Most people do not understand success.
Most people understand what the end result of success looks like. They understand trophies, wealth, attractive partners, entourages and fans, and the glamor that follows.
People hear about that 28 year old who sold his mobile app to Facebook or Google for $500M USD and champion him as “the overnight success”.
However, people do not understand that every “overnight” success story is actually usually a 10 year grind and struggle filled with uncertainty, doubt, heartbreak, anger, tedium, and the hope that an idea will turn into something brilliant.
Nobody knows that he spent his weekends cranking away at learning code and failing at lots of small projects by himself while his friends were at the club.
Nobody knows that his girlfriend broke up with him because he invested his meager savings into a hail mary project that ended up failing, temporarily leaving him a dejected and broken man.
They did not see the nights he spent pacing around his desolate studio apartment, chasing away the roaches and wondering how he got so lost down the narrow road.
They have not experienced the bleak pain, strife, anxiety, and uncertainty that defines the narrow road that we must brave and conquer on our path to our unlikely success – in whatever form it may manifest for you, the lone pilgrim.
Success is not a result. It looks that way because that is how success is presented to us. However, more often than not, success is the improbable result of months or years of toil, pain, and fear.
Fear of financial ruin.
Fear of failure. Fear of judgment because of that failure.
Fear that we will be openly or quietly mocked for not reaching our potential or accomplishing that which we set out to do.
Fear that our loved ones will tell us that we tried our best. That they will tell us that we do not belong to that class of pioneers who has endured the narrow road. The same class of pioneers that has torn through the excruciating grips of mediocrity to make a dent in this universe before ultimately becoming dust.
And you WILL someday become dust. You will return and be absorbed back into this indifferent universe and life will go on.
The question is, what kind of dent will you make in the universe before you become dust?
You are not guaranteed success. You are not entitled to success.
Simultaneously, you are not guaranteed failure.
You are not entitled to failure.
The universe is indifferent. You can choose to assume that this means that you will doomed to mediocrity or you can assume that this means you have an equal chance of seizing your purpose for why you exist.
We’ve evolved to have fear because there once existed very real threats to our lives in the wilderness thousands of years ago. Fear served a very real purpose in our evolutionary biology: to keep us alert and capable of escaping or battling that which threatened our mortal souls.

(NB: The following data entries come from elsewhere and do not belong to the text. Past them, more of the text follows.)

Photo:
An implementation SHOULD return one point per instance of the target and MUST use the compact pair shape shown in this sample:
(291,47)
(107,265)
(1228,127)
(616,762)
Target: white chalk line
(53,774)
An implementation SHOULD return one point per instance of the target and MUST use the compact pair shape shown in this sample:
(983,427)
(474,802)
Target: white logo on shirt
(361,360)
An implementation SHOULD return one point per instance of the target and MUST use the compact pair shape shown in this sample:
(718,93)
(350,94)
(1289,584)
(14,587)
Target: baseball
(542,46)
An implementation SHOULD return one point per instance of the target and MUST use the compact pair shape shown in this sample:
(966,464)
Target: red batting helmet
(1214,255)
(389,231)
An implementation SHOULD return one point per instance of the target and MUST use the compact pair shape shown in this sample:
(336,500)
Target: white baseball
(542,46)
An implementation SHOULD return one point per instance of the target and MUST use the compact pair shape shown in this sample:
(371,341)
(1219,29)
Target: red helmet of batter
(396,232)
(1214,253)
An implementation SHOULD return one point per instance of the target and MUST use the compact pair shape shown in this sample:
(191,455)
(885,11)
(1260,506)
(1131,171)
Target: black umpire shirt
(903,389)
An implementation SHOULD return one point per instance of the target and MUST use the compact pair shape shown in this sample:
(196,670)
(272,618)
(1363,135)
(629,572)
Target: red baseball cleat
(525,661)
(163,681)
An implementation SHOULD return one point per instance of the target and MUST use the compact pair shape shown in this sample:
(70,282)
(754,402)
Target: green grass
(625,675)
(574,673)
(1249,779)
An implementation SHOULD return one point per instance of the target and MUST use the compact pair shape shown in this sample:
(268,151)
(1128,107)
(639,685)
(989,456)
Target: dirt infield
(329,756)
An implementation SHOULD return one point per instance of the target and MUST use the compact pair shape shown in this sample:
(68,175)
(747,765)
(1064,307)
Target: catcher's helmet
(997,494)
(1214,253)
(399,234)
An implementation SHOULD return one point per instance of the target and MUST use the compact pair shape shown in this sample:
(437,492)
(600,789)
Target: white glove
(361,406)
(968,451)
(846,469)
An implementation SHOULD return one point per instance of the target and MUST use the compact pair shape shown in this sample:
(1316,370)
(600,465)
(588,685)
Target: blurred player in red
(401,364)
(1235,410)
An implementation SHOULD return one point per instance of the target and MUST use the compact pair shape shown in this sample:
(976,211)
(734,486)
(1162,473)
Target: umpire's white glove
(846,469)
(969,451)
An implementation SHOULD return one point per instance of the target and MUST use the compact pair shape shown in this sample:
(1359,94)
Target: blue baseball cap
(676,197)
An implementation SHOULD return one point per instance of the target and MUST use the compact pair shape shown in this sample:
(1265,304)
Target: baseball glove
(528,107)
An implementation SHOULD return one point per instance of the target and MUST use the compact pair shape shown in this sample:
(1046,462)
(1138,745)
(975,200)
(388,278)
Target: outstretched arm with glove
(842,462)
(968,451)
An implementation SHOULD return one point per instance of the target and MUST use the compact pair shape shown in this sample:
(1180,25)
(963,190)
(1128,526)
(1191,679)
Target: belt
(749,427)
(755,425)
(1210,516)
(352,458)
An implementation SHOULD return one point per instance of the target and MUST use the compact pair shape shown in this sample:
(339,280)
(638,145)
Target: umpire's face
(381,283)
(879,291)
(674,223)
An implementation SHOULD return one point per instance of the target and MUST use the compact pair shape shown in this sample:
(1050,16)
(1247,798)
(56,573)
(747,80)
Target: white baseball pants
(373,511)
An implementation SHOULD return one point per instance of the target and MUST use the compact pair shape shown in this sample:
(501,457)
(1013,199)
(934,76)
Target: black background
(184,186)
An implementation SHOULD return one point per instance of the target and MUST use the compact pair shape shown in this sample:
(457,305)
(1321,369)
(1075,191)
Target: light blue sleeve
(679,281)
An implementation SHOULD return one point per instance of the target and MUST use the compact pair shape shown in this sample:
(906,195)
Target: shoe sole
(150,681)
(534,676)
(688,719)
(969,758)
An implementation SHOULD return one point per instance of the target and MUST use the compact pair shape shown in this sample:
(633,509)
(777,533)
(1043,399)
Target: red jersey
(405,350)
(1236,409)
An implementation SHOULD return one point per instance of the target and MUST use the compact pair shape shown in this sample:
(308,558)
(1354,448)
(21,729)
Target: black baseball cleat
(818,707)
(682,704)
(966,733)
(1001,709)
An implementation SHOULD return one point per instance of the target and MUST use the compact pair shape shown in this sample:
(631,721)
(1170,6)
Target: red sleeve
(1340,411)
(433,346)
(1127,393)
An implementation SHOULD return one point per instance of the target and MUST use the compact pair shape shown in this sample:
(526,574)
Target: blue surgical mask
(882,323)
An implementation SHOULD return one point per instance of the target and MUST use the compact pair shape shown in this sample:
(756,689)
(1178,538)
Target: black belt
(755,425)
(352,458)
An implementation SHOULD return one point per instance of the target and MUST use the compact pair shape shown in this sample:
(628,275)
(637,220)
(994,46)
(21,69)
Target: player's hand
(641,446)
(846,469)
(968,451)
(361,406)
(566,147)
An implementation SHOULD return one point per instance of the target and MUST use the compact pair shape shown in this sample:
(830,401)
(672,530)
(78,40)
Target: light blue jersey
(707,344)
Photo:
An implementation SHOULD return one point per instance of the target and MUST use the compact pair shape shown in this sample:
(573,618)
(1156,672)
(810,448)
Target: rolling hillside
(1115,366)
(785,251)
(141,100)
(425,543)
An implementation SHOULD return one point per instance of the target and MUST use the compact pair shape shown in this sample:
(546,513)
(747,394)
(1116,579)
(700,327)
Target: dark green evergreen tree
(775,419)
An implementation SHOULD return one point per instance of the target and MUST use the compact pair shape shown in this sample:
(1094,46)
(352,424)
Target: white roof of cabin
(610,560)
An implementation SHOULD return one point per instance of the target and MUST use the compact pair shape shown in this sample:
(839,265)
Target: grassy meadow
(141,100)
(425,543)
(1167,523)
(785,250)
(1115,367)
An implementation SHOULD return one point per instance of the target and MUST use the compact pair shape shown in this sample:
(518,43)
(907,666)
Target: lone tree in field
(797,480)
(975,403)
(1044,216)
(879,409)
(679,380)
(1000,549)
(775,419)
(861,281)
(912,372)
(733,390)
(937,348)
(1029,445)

Thus, you must harness your fear.
Don’t battle your fear. Use your fear.
Grip it by its mangy neck and refuse to let it conquer you.
Once you have done that, you will be able to endure the narrow road. You’ll understand that the fear exists as a hurdle to separate yourself from those who lack the endurance or wits to brave the treacherous path to an uncertain nirvana.
Then after you’ve clambered and struggled through the hell that is your personal path…
…you will find your overnight success.